Mexiko-Stadt. Am 2. Februar protestierten hunderte von Frauen in Mexiko-Stadt und in weiteren 14 Bundesstaaten gegen die zunehmende Gewalt, Morde und Entführungen von Frauen im Land. Unter das Motto "Die Nacht gehört uns" zogen die Frauen mit Fahrrädern, Rollschuhen und zu Fuß bis ins Zentrum der Hauptstadt. Dort zündeten sie eine aus Pappe gefertigte Figur eines Frauenmörders an und legten eine Schweigeminute in Erinnerung an die verschwundenen und ermordeten Frauen in Mexiko ein.

Sie fordern vom Präsidenten López Obrador und von der Bürgermeisterin von Mexiko-Stadt, Claudia Scheinbaum Pardo, beide Mitglieder der Morena-Partei, konkrete Maßnahmen für die Sicherheit der Frauen sowie die Zerschlagung des organisierten Frauenhandels und die Festnahme der Täter.

In den letzten Monaten sind die Zahlen von Frauenentführungen in öffentlichen Räumen wie U-Bahn-Haltstellen vor allem in Mexiko-Stadt rasant gestiegen. In den sozialen Medien berichten die Frauen über den Modus Operandi der Täter und warnen andere Frauen davor, in bestimmten U-Bahn-Haltstellen ein- oder auszusteigen. Seit neuestem gab die Bürgermeisterin der Metropole ihren Sicherheitsplan für die Frauen bekannt. Dieser besteht in fünf konkreten Maßnahmen: Die Einrichtung von fünf mobilen Ministerios Públicos (lokale Staatsanwaltschaften), die vor den gefährlichsten U-Bahn-Haltstellen postiert werden, um die Anzeigen der Frauen vor Ort aufzunehmen. Es werden mehr Polizisten eingesetzt, sowie eine Verbesserung der Straßenbeleuchtung vor den U-Bahn-Haltstellen unternommen. Weiterhin werden die Ermittlungsakten neu geprüft, um eventuelle Fälle von Belästigung und Entführungsversuchen aufzudecken.

Auch das neu gegründete Frauenparlament in Mexiko-Stadt will die geschlechtsspezifische Gewalt und die Diskriminierung von Frauen in der mexikanischen Gesellschaft bekämpfen. "Das Frauenparlament wird die patriarchalischen Praktiken zerstören", schrieben die 66 Parlamentarierinnen auf Twitter. Bei der Demonstration berichteten die Frauen von 130 Feminiziden allein im Januar 2019 in Mexiko. 

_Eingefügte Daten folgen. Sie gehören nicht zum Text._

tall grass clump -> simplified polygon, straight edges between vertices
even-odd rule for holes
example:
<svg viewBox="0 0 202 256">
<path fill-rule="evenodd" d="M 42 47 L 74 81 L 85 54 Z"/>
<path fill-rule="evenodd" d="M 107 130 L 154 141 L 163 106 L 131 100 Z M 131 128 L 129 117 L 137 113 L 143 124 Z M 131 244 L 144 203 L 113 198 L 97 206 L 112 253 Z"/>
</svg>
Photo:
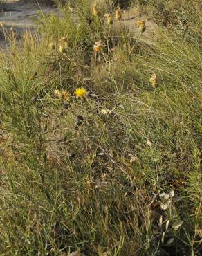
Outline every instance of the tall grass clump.
<svg viewBox="0 0 202 256">
<path fill-rule="evenodd" d="M 19 40 L 4 29 L 2 255 L 201 255 L 198 4 L 149 44 L 111 1 L 61 6 Z"/>
</svg>

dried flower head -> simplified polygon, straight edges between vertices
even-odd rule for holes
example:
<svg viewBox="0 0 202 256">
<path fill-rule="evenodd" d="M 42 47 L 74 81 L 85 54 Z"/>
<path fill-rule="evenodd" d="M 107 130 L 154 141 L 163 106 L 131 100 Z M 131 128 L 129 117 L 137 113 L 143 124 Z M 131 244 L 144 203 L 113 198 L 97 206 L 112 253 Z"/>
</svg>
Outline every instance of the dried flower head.
<svg viewBox="0 0 202 256">
<path fill-rule="evenodd" d="M 121 20 L 121 10 L 120 10 L 120 7 L 118 6 L 118 9 L 116 10 L 115 12 L 115 19 L 117 21 L 120 21 Z"/>
<path fill-rule="evenodd" d="M 77 98 L 86 98 L 87 95 L 87 90 L 83 87 L 78 88 L 75 90 L 75 95 Z"/>
<path fill-rule="evenodd" d="M 92 8 L 92 15 L 94 17 L 98 17 L 99 16 L 100 12 L 98 9 L 97 5 L 93 4 L 93 8 Z"/>
<path fill-rule="evenodd" d="M 145 30 L 146 27 L 145 21 L 137 21 L 136 24 L 141 33 Z"/>
<path fill-rule="evenodd" d="M 69 100 L 71 98 L 71 94 L 68 91 L 64 90 L 64 91 L 59 91 L 59 90 L 55 90 L 54 91 L 55 95 L 59 98 L 60 100 Z"/>
<path fill-rule="evenodd" d="M 157 84 L 157 77 L 156 74 L 153 74 L 149 79 L 149 82 L 152 84 L 153 88 L 155 88 Z"/>
<path fill-rule="evenodd" d="M 104 15 L 104 17 L 107 19 L 107 24 L 109 26 L 111 26 L 113 24 L 113 20 L 112 20 L 112 18 L 111 18 L 111 15 L 109 13 L 106 13 Z"/>
</svg>

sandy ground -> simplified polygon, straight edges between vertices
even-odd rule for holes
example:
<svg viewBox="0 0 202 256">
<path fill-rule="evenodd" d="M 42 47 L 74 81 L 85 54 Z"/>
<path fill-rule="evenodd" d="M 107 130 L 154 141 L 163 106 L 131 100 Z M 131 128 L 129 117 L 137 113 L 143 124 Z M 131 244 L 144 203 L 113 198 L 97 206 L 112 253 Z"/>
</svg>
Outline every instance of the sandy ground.
<svg viewBox="0 0 202 256">
<path fill-rule="evenodd" d="M 37 17 L 39 10 L 48 13 L 57 12 L 54 7 L 39 6 L 37 3 L 31 3 L 29 1 L 7 0 L 3 10 L 0 12 L 0 22 L 9 30 L 13 27 L 17 34 L 20 37 L 26 29 L 35 30 L 34 18 Z M 0 28 L 0 48 L 9 46 L 6 44 L 2 28 Z"/>
<path fill-rule="evenodd" d="M 0 12 L 0 22 L 3 22 L 8 30 L 13 27 L 15 31 L 20 37 L 26 29 L 35 30 L 34 18 L 37 17 L 40 9 L 46 13 L 51 11 L 58 12 L 53 6 L 39 6 L 37 3 L 30 3 L 28 0 L 26 1 L 25 0 L 7 0 L 4 9 Z M 122 24 L 129 28 L 131 35 L 136 37 L 139 35 L 136 21 L 142 19 L 145 21 L 146 30 L 141 35 L 140 40 L 152 44 L 154 39 L 155 41 L 158 26 L 138 10 L 131 8 L 125 11 L 122 14 Z M 2 28 L 0 27 L 0 49 L 3 51 L 9 45 L 6 42 Z"/>
</svg>

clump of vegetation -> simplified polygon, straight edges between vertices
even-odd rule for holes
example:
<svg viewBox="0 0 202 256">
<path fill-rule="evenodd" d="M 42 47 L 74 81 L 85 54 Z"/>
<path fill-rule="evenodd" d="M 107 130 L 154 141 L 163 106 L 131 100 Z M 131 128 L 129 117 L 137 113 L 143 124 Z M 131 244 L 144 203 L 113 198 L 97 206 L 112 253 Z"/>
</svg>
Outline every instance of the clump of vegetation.
<svg viewBox="0 0 202 256">
<path fill-rule="evenodd" d="M 161 2 L 166 24 L 152 1 L 82 0 L 39 36 L 4 30 L 2 255 L 200 255 L 199 1 Z"/>
</svg>

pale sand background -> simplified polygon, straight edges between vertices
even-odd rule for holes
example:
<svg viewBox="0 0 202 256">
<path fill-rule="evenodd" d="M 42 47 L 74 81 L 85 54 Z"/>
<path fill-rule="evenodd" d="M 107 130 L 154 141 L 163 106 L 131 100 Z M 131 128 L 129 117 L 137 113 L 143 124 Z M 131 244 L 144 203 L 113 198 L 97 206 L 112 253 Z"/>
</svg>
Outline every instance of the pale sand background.
<svg viewBox="0 0 202 256">
<path fill-rule="evenodd" d="M 100 1 L 103 0 L 100 0 Z M 7 29 L 13 27 L 17 34 L 20 37 L 26 29 L 35 30 L 33 18 L 37 17 L 39 10 L 48 13 L 51 11 L 59 12 L 53 6 L 39 6 L 37 3 L 24 0 L 8 0 L 4 10 L 0 12 L 0 22 L 3 22 Z M 122 14 L 122 24 L 130 30 L 130 35 L 137 36 L 139 33 L 136 25 L 138 20 L 145 21 L 146 30 L 140 39 L 145 43 L 152 44 L 155 41 L 155 35 L 158 26 L 153 20 L 147 17 L 137 8 L 129 8 Z M 0 48 L 1 50 L 9 46 L 3 38 L 2 28 L 0 28 Z"/>
</svg>

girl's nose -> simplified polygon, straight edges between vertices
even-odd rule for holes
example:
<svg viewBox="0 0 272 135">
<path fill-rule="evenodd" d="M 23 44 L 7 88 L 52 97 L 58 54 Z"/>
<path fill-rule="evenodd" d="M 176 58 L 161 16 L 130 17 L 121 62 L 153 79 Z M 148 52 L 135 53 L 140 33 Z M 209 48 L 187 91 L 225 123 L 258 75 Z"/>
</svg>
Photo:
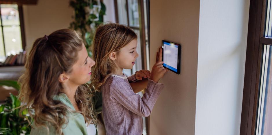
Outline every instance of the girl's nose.
<svg viewBox="0 0 272 135">
<path fill-rule="evenodd" d="M 135 58 L 138 58 L 139 56 L 139 54 L 138 54 L 138 53 L 137 52 L 136 52 L 136 56 L 135 56 Z"/>
</svg>

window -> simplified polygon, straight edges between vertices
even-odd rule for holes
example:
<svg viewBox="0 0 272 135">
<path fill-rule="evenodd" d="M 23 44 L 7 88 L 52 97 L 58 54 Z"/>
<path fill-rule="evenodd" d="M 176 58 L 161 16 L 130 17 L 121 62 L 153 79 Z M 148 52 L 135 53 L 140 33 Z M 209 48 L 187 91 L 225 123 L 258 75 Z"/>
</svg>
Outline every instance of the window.
<svg viewBox="0 0 272 135">
<path fill-rule="evenodd" d="M 0 4 L 0 62 L 22 52 L 25 46 L 22 8 L 17 4 Z"/>
<path fill-rule="evenodd" d="M 149 68 L 148 39 L 146 0 L 115 0 L 117 22 L 132 28 L 138 36 L 137 48 L 139 56 L 132 70 L 124 70 L 127 75 L 143 69 Z"/>
<path fill-rule="evenodd" d="M 241 135 L 272 134 L 271 7 L 271 0 L 250 2 Z"/>
</svg>

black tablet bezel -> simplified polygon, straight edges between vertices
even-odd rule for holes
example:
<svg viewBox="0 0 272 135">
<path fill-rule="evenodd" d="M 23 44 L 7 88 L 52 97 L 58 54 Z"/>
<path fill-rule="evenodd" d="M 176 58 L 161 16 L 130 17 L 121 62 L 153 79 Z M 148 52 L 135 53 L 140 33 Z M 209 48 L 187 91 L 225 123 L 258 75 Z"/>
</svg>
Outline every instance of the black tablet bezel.
<svg viewBox="0 0 272 135">
<path fill-rule="evenodd" d="M 175 45 L 176 45 L 178 46 L 178 66 L 177 66 L 178 71 L 177 71 L 176 72 L 176 71 L 169 68 L 168 68 L 167 67 L 166 67 L 165 66 L 163 66 L 163 67 L 164 67 L 165 68 L 166 68 L 167 69 L 169 70 L 172 71 L 174 73 L 176 73 L 176 74 L 179 75 L 179 74 L 180 73 L 180 54 L 181 53 L 181 46 L 180 44 L 179 44 L 178 43 L 174 43 L 172 42 L 169 42 L 169 41 L 167 41 L 166 40 L 163 40 L 162 42 L 162 46 L 163 47 L 162 47 L 162 61 L 163 61 L 163 48 L 164 48 L 163 47 L 163 46 L 164 46 L 163 42 L 166 42 L 168 43 L 170 43 L 170 44 L 174 44 Z"/>
</svg>

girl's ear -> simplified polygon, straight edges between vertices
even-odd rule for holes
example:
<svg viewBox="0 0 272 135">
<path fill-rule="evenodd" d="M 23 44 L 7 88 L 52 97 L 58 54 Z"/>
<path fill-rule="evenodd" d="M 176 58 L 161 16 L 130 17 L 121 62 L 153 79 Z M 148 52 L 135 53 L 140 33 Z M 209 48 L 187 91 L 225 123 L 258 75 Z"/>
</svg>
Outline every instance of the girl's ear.
<svg viewBox="0 0 272 135">
<path fill-rule="evenodd" d="M 63 73 L 60 75 L 59 77 L 59 81 L 61 83 L 65 83 L 68 81 L 69 77 L 65 73 Z"/>
<path fill-rule="evenodd" d="M 116 59 L 116 52 L 113 52 L 109 55 L 109 57 L 113 61 Z"/>
</svg>

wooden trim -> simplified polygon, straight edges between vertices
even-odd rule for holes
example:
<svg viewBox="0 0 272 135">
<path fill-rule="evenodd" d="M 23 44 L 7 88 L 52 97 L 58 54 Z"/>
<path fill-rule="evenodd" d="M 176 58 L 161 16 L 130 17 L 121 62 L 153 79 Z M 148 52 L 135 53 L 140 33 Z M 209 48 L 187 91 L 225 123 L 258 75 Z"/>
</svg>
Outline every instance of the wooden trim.
<svg viewBox="0 0 272 135">
<path fill-rule="evenodd" d="M 147 69 L 147 66 L 146 64 L 146 34 L 145 32 L 144 13 L 144 11 L 143 1 L 138 0 L 138 11 L 139 17 L 139 29 L 141 37 L 141 48 L 142 56 L 142 68 L 143 69 L 146 70 Z"/>
<path fill-rule="evenodd" d="M 21 30 L 21 38 L 22 40 L 22 45 L 23 50 L 25 50 L 26 45 L 25 43 L 25 23 L 24 21 L 23 12 L 23 6 L 22 5 L 18 5 L 19 10 L 19 16 L 20 21 L 20 28 Z"/>
<path fill-rule="evenodd" d="M 129 13 L 128 13 L 128 0 L 126 0 L 126 19 L 128 21 L 128 26 L 129 26 Z"/>
<path fill-rule="evenodd" d="M 240 135 L 253 135 L 255 132 L 266 1 L 250 1 Z"/>
<path fill-rule="evenodd" d="M 116 23 L 119 22 L 119 18 L 118 16 L 118 4 L 117 0 L 114 0 L 114 10 L 115 12 L 115 22 Z"/>
<path fill-rule="evenodd" d="M 1 32 L 2 33 L 2 37 L 0 37 L 2 38 L 3 39 L 3 45 L 4 46 L 4 53 L 5 54 L 5 56 L 6 56 L 6 47 L 5 46 L 5 37 L 4 36 L 4 30 L 3 28 L 3 22 L 2 21 L 2 16 L 1 15 L 2 14 L 2 13 L 1 13 L 1 7 L 0 6 L 0 21 L 1 22 Z"/>
<path fill-rule="evenodd" d="M 38 0 L 0 0 L 0 4 L 36 5 Z"/>
</svg>

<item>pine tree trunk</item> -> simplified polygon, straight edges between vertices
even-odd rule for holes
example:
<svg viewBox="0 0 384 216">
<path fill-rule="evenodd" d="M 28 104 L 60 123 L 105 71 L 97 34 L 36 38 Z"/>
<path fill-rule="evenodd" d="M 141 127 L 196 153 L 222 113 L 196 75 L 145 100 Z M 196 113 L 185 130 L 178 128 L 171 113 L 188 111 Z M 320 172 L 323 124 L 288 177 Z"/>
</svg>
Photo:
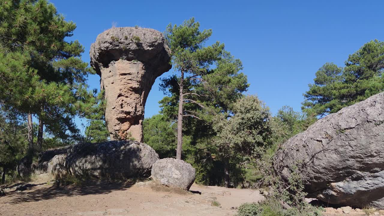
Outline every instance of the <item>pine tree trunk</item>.
<svg viewBox="0 0 384 216">
<path fill-rule="evenodd" d="M 224 158 L 224 186 L 229 187 L 229 158 Z"/>
<path fill-rule="evenodd" d="M 5 183 L 5 172 L 7 171 L 7 169 L 5 167 L 3 168 L 3 173 L 1 174 L 1 184 L 4 184 Z"/>
<path fill-rule="evenodd" d="M 32 121 L 32 114 L 28 113 L 28 150 L 33 150 L 33 124 Z"/>
<path fill-rule="evenodd" d="M 43 145 L 43 129 L 44 128 L 44 123 L 41 117 L 39 118 L 39 131 L 37 133 L 37 143 L 36 146 L 38 151 L 41 150 Z"/>
<path fill-rule="evenodd" d="M 176 159 L 181 160 L 181 151 L 183 145 L 183 82 L 184 81 L 184 72 L 181 71 L 180 75 L 180 98 L 179 100 L 179 115 L 177 116 L 177 148 L 176 150 Z"/>
</svg>

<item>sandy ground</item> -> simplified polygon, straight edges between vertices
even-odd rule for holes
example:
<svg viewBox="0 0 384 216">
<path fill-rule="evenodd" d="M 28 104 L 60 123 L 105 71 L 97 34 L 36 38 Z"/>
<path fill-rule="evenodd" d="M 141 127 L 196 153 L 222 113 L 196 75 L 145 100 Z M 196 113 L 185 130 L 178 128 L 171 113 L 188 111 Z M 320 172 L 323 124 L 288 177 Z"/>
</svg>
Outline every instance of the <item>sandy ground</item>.
<svg viewBox="0 0 384 216">
<path fill-rule="evenodd" d="M 190 190 L 182 195 L 137 184 L 100 183 L 59 188 L 44 184 L 0 197 L 0 215 L 233 215 L 242 203 L 263 199 L 258 190 L 195 184 Z M 221 207 L 211 206 L 212 200 Z"/>
</svg>

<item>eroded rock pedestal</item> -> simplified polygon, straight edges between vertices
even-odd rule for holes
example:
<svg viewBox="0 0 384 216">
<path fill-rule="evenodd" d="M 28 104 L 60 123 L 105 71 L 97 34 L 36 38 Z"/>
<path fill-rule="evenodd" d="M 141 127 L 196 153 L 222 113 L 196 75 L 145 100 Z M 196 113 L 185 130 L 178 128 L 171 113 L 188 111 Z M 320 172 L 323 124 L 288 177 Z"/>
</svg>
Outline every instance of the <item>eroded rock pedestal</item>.
<svg viewBox="0 0 384 216">
<path fill-rule="evenodd" d="M 149 28 L 113 28 L 91 46 L 91 65 L 105 90 L 105 118 L 111 140 L 142 141 L 144 108 L 156 78 L 170 69 L 162 34 Z"/>
</svg>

Laut Angaben der Vereinten Nationen gab es von Januar bis September 2018 mindestens 607 Morde an Frauen in dem nordamerikanischen Land. Die Geophysikerin und Aktivistin Maria Salgero, die eine Landkarte der Frauenmorde in Mexiko entworfen hat, verzeichnet sogar 1.165 gewaltsame Todesfälle von Frauen im vergangenen Jahr. Salguero dokumentiert wichtige Daten wie Alter und Familienstand des Opfers, ihre eventuelle Beziehung mit dem Täter, ihre Bevölkerungsschicht, sowie Art und Weise des Mordes. Zusammen mit anderen Frauen dokumentiert sie auch Fälle von Verschwindenlassen von Frauen, denn für sie sind diese "die Einleitung eines Frauenmordes". Mit dem Beginn des Krieges gegen die organisierte Kriminalität im Jahr 2006 unter der Regierung von Felipe Calderón nahmen auch die Fälle von Verschwindenlassen und Feminicidios zu, so Salguero.

Eine weitere Initiative ist das interdisziplinäre Team Serendipia. Die Gruppe hat eine Handy-App für die Registrierung von Entführungsversuchen entwickelt, die bisher nur in Mexiko-Stadt und dem Estado de México funktioniert. Außerdem dokumentieren sie Berichte von Frauen über Entführungsversuche und Belästigungen in öffentlichen Räumen. Sie liefern nach ihrer Selbstbeschreibung keine repräsentativen Daten, sondern wollen "die Informationen für Frauen zugänglich machen".